Showing posts with label Hansel and Gretel. Show all posts
Showing posts with label Hansel and Gretel. Show all posts

Monday, December 25, 2017

We Three Rings of Orient Are and Santa Claus is Coming to Clown


Dress: Target
Shoes: Ami Clubwear
Bag: Macy's
Belt: Apt. 9, Kohl's
Ring: PinkBopp, Etsy
Necklaces, pins, brooches: The Tote Trove
White bangle: Mixit, JCPenney
Red and lime bangles: B Fabulous
Burgundy bangle: Iris Apfel for INC, Macy's
Slender red bangle: Candie's, Kohl's
Lime stretch bracelet: Cloud Nine

Christmas can be a real three-ring circus.  More than three, really, considering all the references to rings in Christmas songs.  There are the five golden rings in "The Twelve Days of Christmas" and "I'll give you my present, a wedding ring, hear me sing!" in Andy Williams's "Christmas Holiday."  Then there are the ring onomatopoeia shout-outs, that is, the sound of ringing in "Silver Bells," "Jingle Bells," and the sophisticated yet haunting "Carol of the Bells."  But the ring I want to sing about now is the one I just bought from fellow blogger and Etsian Samantha over at PinkBopp.  It's so sweet, a little Candyland right on my hand!  Santa, a gingerbread woman, and a mitten spread cheer from a retro-style red plastic cameo in a super adorable collage of Christmas cuteness.  I've been wearing it with red and green outfits all week, and every time I look at it, I feel the magic of the season -- and also, the need to eat gingerbread.  Is that wrong?  If so, my apologies to Hansel and Gretel. 

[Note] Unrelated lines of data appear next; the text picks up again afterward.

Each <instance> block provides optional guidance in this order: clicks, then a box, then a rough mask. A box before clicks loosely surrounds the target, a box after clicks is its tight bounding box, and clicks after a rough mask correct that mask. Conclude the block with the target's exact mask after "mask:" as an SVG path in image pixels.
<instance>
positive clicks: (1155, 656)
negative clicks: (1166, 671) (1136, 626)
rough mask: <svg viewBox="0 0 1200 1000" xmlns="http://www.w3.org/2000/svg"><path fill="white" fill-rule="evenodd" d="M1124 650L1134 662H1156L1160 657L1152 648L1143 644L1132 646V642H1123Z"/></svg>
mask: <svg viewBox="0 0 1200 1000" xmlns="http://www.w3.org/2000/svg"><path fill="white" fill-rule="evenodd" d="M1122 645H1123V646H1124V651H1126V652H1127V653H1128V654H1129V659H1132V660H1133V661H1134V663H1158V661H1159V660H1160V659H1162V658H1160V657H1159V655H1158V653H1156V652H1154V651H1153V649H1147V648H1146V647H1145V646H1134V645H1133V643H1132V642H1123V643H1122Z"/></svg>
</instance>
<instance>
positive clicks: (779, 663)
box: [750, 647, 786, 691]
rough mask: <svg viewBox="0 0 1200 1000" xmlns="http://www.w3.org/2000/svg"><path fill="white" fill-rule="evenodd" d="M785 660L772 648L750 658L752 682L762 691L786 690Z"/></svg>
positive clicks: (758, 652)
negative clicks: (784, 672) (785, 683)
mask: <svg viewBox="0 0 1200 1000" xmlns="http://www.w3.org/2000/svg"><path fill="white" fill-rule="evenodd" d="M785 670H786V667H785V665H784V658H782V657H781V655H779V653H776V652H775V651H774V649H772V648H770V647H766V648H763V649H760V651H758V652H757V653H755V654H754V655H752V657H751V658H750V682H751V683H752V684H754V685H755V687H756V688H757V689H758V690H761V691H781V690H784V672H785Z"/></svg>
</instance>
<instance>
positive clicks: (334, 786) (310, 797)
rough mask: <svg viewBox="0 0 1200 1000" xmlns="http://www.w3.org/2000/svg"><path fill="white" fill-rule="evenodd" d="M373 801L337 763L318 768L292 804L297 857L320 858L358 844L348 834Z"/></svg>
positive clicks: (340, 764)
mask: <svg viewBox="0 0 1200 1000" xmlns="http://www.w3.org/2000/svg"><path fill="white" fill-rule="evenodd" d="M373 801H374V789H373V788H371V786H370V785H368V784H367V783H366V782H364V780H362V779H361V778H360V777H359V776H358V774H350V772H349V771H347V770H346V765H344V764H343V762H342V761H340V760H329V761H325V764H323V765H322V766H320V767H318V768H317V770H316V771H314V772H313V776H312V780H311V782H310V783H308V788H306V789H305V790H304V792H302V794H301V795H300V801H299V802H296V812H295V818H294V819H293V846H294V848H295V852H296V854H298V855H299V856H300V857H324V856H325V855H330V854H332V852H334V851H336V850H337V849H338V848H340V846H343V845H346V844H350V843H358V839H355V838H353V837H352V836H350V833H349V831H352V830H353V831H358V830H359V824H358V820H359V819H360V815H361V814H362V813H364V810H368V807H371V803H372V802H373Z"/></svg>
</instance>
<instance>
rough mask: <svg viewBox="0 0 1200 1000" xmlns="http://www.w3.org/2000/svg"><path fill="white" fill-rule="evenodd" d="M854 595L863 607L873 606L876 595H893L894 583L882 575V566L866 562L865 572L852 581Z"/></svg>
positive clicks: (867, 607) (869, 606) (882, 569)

Speaking of things that ring and sing, I made a fresh batch of lady brooches, this time, like the city in the aforementioned "Silver Bells," all dressed in holiday style.  Then again, their sunglasses say mai tais in Miami.  Mary may have already had one too many, as her hat -- and, indeed, head -- are askew.




Finally, although I'm no Oprah or Maria von Trapp, here are a few of my favorite Christmas things:

1) The husband's hand-carved duck decoys decking the halls (okay, our mantle) in festive felt scarves.  Also, Kermit.  To be clear, Kermit was not hand-carved.


2) Norman Rockwell's Christmas Book, which has Christmas music and classic stories accompanied by Norman's iconic art.  I grew up with this book, and my favorite thing in it was always Ogden Nash's "The Boy Who Laughed at Santa Claus," a wonderfully weird poem about a kid named Jabez Dawes.  He, like me, did not believe in Santa Claus.  Unlike me, he got turned into a jack-in-the-box.  By Santa Claus.  Guess the jolly old elf got the last laugh.


3) And, finally, Christmas shopping.  Here I am at Kohl's on Black Friday with the Abominable Snow Monster from the claymation Rudolph.  It's a rare shot of me and an even rarer shot of the Yeti, but then big bargains call for big guns.


Merry Christmas!  Party hearty and avoid figgy pudding.

Saturday, February 23, 2013

Movie Moment: Safe Haven


Few havens feed a hungry heart as well as a house made of candy.  Although perhaps better suited to a movie like Hansel and Gretel, this gumdrop of a graphic struck the right note with me in terms of introducing Safe Haven.  Based on the Nicholas Sparks novel of the same name, this Valentine's Day weekend box office darling held no surprises for me.  Fortunately, the familiarity only deepened its charm.

Katie (Julianne Hough) is running from something.  Saddled with a backstory that is perhaps darker than any other in the Sparks canon, her shadowed past serves as the ideal foil for sleepy Southport, the North Carolina beach hamlet where she takes refuge.  Katie sets tentative roots by renting a cottage, waitressing at the local cafe, and becoming a regular at the general store.  A quaint, near-ramshackle of a place that sells light groceries (and on a good day) paint, it's run by Alex, a widowed father of the hunky, aw-shucks variety whose flirting style is as awkward as Katie's is avoidant.  The fledgling courtship that flowers between them is made even more fragile by Katie's secret.  Idyllic walks and beach scenes continue to be undercut by Katie's flashbacks of her old life in Boston.  Everything about the city is dark, right down to Katie's clothes and hair, serving as a contrast to the breezily bright and beachy Southport where she begins a new chapter.  What lies in the balance is a classic tale of fate and true love.  Hardly groundbreaking stuff, as Sparks-slaying critics are happy to say.  But it's this homespun simplicity that makes Safe Haven so universally poignant and so human.

Indeed, it's a cold customer who doesn't eke out a tear at the end.